The downloadable boy

An excerpt from Ken MacLeod's "The Cassini Division."

Topics: Books,

“You want to live in a dream world!” I accuse.

I’m clinging by my left big toe to a hole in an angled aluminum bracket, floating at right angles to the kid I’m arguing with, and squirting jets of hash beer into my mouth from a nozzled plastic bottle that once contained something quite different (whose taste lingers) in the crowded recreation-deck (or, inevitably: “wreck-deck”) of an Earth Defence battlesat abandoned to squatters and orbital decay and it’s 2062 and I just know it can’t be, and I’m dreaming. So the accusation doesn’t carry much conviction.

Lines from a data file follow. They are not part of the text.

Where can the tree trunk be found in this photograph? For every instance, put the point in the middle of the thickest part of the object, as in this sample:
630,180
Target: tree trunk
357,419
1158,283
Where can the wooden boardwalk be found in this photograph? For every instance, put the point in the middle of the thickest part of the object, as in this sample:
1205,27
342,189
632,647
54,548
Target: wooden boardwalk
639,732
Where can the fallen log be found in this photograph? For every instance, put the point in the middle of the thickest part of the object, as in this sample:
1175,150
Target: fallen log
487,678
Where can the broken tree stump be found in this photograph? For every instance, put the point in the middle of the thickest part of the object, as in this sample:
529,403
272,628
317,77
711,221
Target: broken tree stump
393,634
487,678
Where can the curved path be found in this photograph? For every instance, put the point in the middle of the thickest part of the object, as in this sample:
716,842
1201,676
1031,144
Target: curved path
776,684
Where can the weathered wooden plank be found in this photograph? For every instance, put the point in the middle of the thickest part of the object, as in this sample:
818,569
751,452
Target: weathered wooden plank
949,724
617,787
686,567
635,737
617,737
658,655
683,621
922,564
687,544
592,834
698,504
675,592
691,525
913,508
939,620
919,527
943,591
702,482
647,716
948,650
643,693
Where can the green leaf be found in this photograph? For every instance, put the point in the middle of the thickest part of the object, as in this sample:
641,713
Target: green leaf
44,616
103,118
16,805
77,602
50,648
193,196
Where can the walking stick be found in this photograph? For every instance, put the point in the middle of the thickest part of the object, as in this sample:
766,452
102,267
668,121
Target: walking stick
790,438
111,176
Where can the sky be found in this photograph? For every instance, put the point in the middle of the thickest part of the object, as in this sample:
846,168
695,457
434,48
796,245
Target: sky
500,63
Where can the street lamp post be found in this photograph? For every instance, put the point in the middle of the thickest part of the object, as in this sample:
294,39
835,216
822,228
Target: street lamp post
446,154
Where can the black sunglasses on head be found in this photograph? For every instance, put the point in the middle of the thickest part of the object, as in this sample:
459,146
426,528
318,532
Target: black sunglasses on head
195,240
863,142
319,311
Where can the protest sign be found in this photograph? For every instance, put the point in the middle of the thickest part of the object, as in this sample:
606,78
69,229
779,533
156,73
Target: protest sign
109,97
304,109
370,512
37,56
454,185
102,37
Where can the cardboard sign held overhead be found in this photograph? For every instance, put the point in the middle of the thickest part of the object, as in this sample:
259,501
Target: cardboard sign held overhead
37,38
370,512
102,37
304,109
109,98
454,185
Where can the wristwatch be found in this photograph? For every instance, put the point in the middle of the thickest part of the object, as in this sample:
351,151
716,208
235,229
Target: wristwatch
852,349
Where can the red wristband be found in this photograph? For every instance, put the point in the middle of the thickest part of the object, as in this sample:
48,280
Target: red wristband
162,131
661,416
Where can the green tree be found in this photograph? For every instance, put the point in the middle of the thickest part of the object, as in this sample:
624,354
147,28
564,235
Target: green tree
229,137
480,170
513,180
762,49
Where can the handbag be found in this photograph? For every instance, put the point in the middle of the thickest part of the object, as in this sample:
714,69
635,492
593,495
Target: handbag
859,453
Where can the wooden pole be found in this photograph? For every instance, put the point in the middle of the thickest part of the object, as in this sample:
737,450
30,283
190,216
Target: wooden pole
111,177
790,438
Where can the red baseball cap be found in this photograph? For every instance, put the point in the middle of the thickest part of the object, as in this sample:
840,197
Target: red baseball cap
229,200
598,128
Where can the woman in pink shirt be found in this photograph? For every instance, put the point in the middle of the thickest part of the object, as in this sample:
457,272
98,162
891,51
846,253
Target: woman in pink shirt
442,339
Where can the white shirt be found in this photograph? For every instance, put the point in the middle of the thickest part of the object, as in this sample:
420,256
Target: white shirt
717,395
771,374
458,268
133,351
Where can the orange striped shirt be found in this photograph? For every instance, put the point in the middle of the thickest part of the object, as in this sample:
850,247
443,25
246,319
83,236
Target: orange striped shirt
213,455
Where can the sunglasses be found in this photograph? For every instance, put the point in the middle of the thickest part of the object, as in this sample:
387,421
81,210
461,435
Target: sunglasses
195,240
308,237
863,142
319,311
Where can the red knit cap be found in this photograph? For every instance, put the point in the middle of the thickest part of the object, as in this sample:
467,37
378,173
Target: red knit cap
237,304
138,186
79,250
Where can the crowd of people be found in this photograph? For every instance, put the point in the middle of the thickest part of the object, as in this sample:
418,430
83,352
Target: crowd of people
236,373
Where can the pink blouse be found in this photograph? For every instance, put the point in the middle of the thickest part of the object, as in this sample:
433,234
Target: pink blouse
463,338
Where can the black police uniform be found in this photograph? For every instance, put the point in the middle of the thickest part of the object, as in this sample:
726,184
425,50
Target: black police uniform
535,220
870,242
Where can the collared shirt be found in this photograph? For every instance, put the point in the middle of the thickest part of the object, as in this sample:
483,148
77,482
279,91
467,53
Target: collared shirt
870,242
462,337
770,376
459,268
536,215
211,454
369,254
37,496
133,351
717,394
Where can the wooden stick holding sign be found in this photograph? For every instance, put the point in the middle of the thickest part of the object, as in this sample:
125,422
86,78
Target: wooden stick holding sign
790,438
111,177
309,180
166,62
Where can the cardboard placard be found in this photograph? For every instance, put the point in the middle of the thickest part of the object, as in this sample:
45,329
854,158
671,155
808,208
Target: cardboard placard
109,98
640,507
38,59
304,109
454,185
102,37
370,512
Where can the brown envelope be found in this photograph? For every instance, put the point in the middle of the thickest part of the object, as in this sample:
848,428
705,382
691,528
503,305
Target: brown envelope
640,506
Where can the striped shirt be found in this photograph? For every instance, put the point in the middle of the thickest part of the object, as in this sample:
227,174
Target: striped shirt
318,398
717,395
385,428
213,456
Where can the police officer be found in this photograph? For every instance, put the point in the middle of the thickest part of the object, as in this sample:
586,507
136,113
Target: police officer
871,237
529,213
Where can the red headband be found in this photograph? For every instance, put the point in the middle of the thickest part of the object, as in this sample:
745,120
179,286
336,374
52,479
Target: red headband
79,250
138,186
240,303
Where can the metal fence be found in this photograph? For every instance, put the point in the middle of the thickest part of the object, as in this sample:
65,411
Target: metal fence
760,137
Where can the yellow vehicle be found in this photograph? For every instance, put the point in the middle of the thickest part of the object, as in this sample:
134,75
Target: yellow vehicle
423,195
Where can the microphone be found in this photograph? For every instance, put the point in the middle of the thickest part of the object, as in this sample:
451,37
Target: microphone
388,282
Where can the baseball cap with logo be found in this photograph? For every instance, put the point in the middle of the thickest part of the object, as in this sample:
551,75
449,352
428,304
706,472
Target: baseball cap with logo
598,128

The kid is about nineteen and must be a recent arrival: he’s fat, and nobody gets — or stays — fat in free fall (it’s that great weight-loss diet we have). His face, dotted with more eruptions than Io, calls to mind all the pizzas he must’ve stuffed in it. His eyes tend to bulge: the modern equivalent of pebble lenses, due to several corrective cornea ops for reading-induced myopia. Disdaining the hops and hemp as unhealthy, he’s sucking some vile cocktail of smart drugs, spiked with euphorics. He knows everything.

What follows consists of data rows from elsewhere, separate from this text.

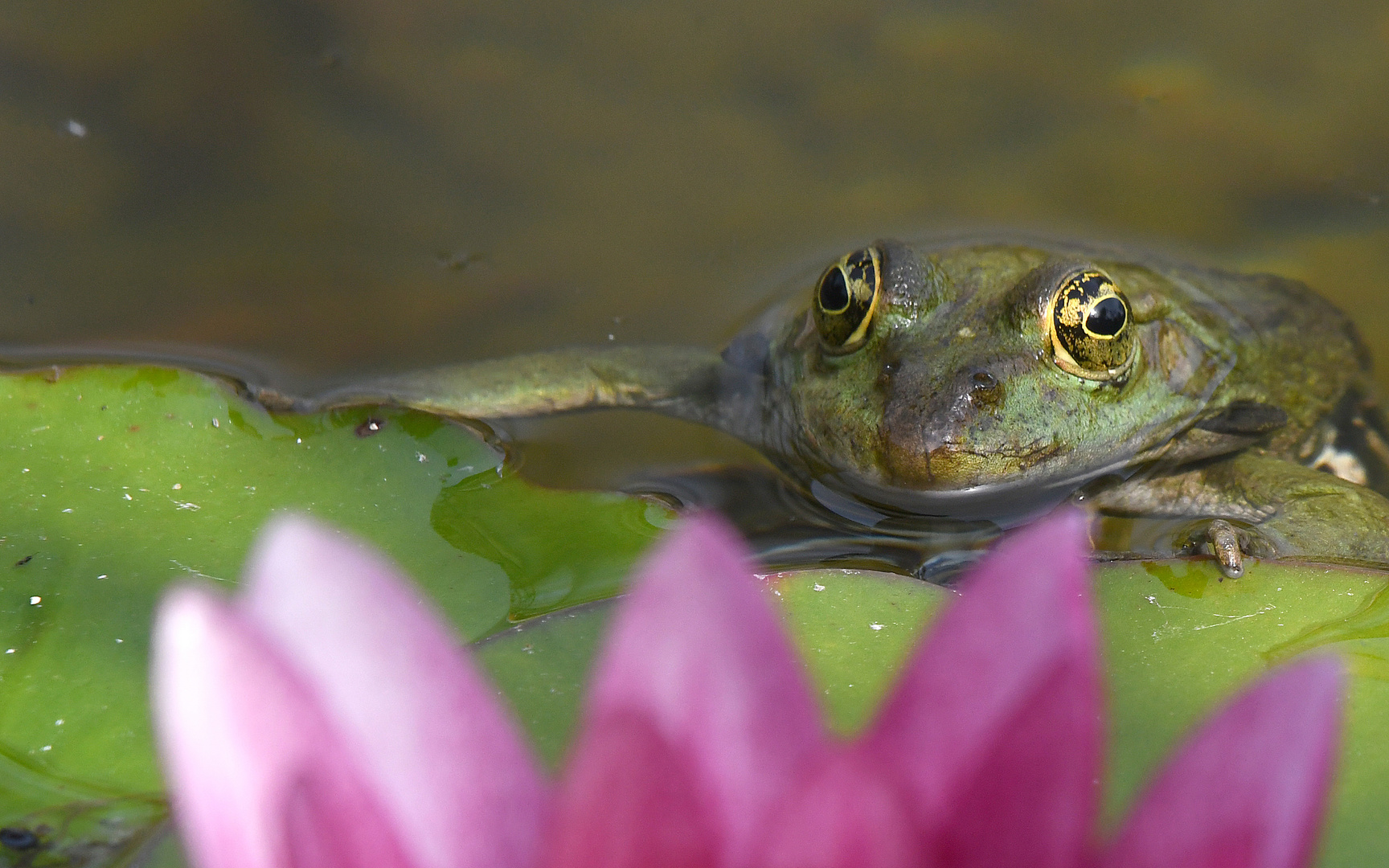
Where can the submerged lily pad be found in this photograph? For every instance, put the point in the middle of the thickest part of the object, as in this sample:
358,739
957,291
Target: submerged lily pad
124,480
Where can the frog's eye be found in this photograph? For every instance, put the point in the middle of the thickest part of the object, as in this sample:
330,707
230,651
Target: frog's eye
846,297
1088,322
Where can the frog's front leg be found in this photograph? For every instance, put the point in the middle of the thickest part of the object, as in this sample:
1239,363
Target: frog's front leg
1249,505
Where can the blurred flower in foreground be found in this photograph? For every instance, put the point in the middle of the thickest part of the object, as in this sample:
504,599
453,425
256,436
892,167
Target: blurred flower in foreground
328,719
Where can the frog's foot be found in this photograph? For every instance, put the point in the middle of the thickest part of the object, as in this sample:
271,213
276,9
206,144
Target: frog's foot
1223,541
1230,545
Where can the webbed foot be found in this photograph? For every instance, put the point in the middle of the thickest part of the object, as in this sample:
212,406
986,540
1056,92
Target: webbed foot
1228,545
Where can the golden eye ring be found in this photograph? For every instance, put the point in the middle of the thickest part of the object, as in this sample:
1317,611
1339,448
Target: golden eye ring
1088,326
846,299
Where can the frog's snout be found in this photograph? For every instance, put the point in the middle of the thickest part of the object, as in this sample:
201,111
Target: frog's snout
925,424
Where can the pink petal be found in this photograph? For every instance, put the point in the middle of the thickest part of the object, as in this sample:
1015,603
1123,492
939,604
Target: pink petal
1251,788
257,778
700,677
995,728
845,816
446,761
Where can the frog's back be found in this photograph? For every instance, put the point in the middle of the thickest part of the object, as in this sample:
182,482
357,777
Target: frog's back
1299,353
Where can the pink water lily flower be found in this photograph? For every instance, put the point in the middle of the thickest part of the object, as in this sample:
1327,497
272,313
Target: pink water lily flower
326,719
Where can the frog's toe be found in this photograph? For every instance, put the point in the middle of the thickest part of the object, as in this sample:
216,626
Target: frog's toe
1224,542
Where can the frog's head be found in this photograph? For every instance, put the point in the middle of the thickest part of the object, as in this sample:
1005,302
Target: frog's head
939,377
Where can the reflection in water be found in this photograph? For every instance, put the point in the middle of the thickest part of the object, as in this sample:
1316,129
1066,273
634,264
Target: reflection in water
338,185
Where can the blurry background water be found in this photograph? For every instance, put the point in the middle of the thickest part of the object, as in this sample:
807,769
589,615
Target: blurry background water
341,186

“You’re the dreamer,” he says. He waves a hand at the window, thirty feet away on the other side of the wreck-deck. Through the mass of drifting drinkers, through clouds of smoke and stray droplets, the image of a brick-red surface crawls past. Madagascar, I’d know it anywhere. “You’re still stuck in commie altruism. You want to help people who’re beyond help. They’re doomed. ‘Earth — the Third World,’ ha-ha. Time to grow up and get with the program, Ellen. Time to move it out. There’s a big universe out there.”

“My point exactly.” I gesture, too, at what’s now the Indian Ocean. “And Earth is part of it. You want to live in a virtual reality.”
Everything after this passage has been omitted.